Soirée Sinfonia Varsovia

Sergueï Prokofiev est un compositeur russe de la première moitié du XXe siècle qui privilégie le rythme et l’association d’un lyrisme moderne et d’une inspiration plus sobre : ses musiques sont particulièrement adaptées au cinéma, notamment plusieurs films d’Eisenstein. Son œuvre, jouée par l’Orchestre symphonique polonais Sinfonia Varsovia dirigé par Thomas Rösner, est à (re)découvrir à l’Auditorium de Dijon le mardi 14 novembre 2017 à 20 heures.

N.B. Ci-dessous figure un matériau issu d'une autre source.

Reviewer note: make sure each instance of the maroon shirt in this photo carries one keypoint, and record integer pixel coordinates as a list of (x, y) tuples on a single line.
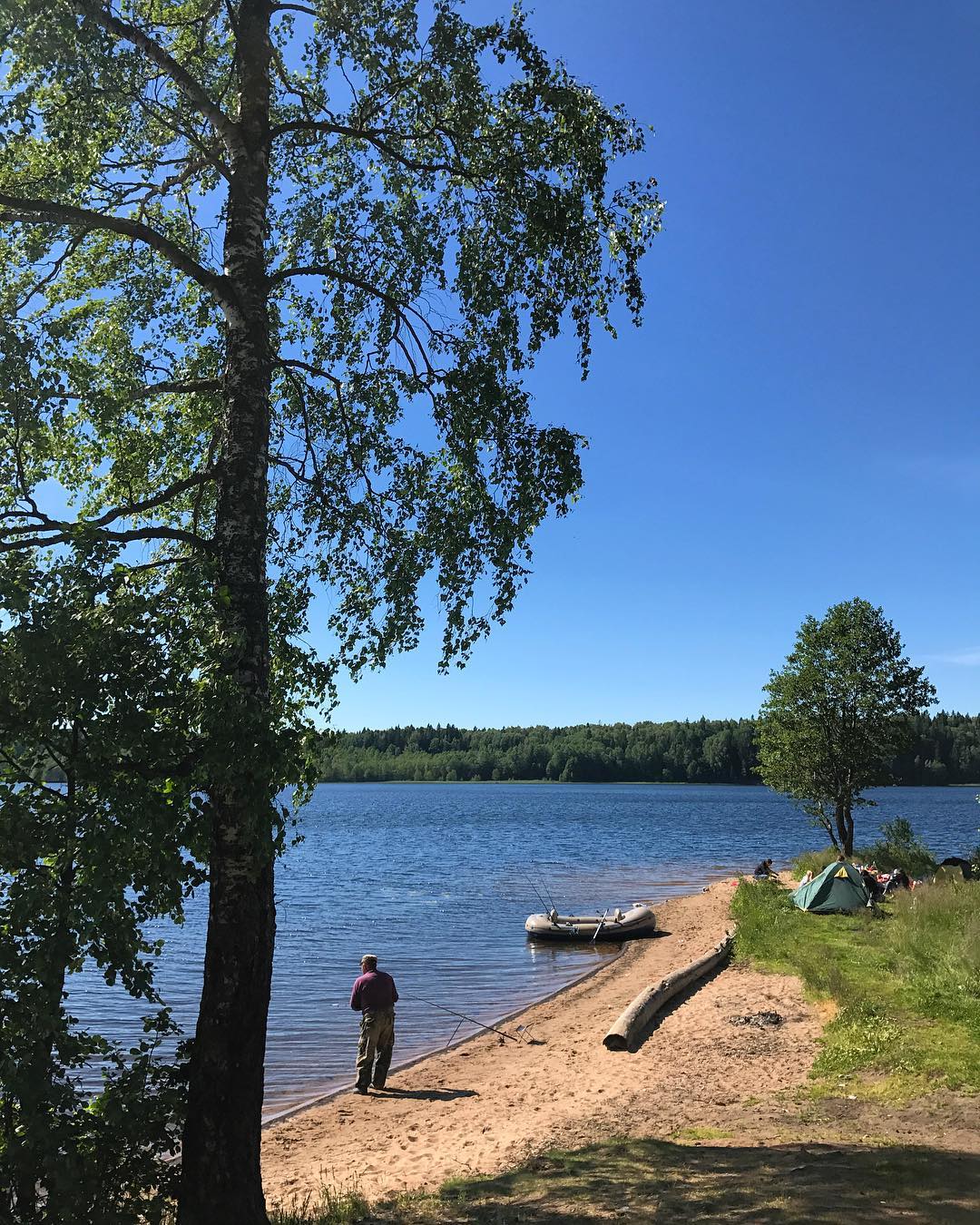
[(374, 990)]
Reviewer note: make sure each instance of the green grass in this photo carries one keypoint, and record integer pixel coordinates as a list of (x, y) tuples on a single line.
[(332, 1206), (646, 1180), (906, 983)]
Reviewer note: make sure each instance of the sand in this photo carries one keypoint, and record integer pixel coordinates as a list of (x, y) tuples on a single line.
[(483, 1106)]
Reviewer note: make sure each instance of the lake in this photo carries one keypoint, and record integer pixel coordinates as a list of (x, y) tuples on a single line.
[(437, 879)]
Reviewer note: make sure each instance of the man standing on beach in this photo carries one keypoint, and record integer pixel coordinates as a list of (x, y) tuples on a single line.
[(374, 996)]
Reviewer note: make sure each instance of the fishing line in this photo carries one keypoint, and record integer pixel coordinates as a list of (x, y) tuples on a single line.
[(463, 1017)]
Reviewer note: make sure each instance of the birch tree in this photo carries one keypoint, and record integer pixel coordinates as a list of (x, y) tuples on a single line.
[(837, 713), (272, 279)]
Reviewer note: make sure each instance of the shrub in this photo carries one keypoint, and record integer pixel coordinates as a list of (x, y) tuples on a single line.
[(899, 847), (814, 861)]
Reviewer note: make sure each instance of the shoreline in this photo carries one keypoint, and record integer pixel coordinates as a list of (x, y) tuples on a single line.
[(412, 1061), (480, 1106)]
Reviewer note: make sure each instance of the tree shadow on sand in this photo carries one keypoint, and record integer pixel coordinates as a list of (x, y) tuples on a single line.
[(646, 1180), (426, 1094)]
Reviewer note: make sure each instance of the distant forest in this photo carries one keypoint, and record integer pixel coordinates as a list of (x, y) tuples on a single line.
[(946, 749)]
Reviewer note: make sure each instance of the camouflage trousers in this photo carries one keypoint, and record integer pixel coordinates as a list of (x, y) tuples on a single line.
[(375, 1047)]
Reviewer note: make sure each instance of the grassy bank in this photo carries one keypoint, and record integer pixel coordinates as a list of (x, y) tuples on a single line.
[(647, 1180), (906, 983)]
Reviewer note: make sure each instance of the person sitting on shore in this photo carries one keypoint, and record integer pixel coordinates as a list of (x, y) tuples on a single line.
[(871, 885), (898, 879)]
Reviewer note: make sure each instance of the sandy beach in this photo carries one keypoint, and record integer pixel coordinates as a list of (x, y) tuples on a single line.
[(484, 1105)]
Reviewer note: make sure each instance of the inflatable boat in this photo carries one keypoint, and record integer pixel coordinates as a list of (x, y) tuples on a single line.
[(612, 925)]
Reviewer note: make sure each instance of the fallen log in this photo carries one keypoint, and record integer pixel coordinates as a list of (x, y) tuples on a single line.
[(632, 1021)]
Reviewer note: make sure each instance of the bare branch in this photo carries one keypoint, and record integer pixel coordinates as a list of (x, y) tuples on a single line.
[(190, 387), (331, 128), (38, 542)]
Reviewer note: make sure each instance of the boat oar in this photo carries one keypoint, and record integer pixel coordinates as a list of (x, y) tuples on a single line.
[(463, 1017)]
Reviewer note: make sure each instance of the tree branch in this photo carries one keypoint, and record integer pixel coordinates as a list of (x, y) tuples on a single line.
[(16, 209), (178, 388), (331, 128), (37, 542), (189, 86)]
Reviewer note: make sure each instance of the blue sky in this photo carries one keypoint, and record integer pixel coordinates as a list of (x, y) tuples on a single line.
[(798, 422)]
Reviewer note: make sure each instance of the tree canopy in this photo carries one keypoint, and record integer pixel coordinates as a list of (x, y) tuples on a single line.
[(272, 277), (837, 712)]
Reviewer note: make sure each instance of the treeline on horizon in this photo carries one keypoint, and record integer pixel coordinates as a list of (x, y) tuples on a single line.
[(946, 749)]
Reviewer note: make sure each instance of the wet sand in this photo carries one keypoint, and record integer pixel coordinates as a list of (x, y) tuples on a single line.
[(487, 1104)]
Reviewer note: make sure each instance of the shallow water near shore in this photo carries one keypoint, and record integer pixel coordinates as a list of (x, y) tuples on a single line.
[(437, 879)]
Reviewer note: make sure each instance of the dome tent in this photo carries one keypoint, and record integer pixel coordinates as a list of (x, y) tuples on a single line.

Dès l’enfance, Prokofiev montre des facilités pour l’apprentissage de la musique et pour la composition. Il étudie l’orchestration avec Rimski-Korsakov et affirme très tôt son anticonformisme. Il remporte le prix Anton Rubinstein en tant que meilleur étudiant de piano. A l’occasion d’un concert, il joue devant Stravinski, puis quitte Saint-Pétersbourg pour Paris où il rencontre Diaghilev avec qui il monte plusieurs ballets. Au moment de la Révolution russe en 1917, Prokofiev choisit l’exil, ce qui lui permet de trouver le temps de composer. Après avoir écrit sa première symphonie, il crée à Chicago une œuvre essentielle dans sa carrière, l’opéra L’Amour des trois oranges, qui connait tout de suite un grand succès. Il continue à composer des œuvres nombreuses et diverses en Europe (concertos, symphonies).

En 1933, il décide de rentrer en Russie, attiré par les promesses que lui fait le gouvernement. C’est une autre période fructueuse (Roméo et Juliette, Cendrillon, Ivan le Terrible) qui prend fin avec la guerre. Après de graves problèmes de santé, persécuté par l’URSS, Prokofiev s’éteint presque dans l’oubli, effacé par la mort de Staline le même jour.

Exceptée la musique religieuse, Prokofiev a abordé tous les genres. Il a donné le meilleur de lui-même dans la musique pour piano et dans les œuvres chorégraphiques et cinématographiques. Et pourtant, réaliste, volontaire, tourné vers le concret et l’avenir, spirituel et provocateur, Prokofiev n’en est pas moins un lyrique qui a toujours su adapter son invention mélodique aux divers styles qu’il a pratiqués.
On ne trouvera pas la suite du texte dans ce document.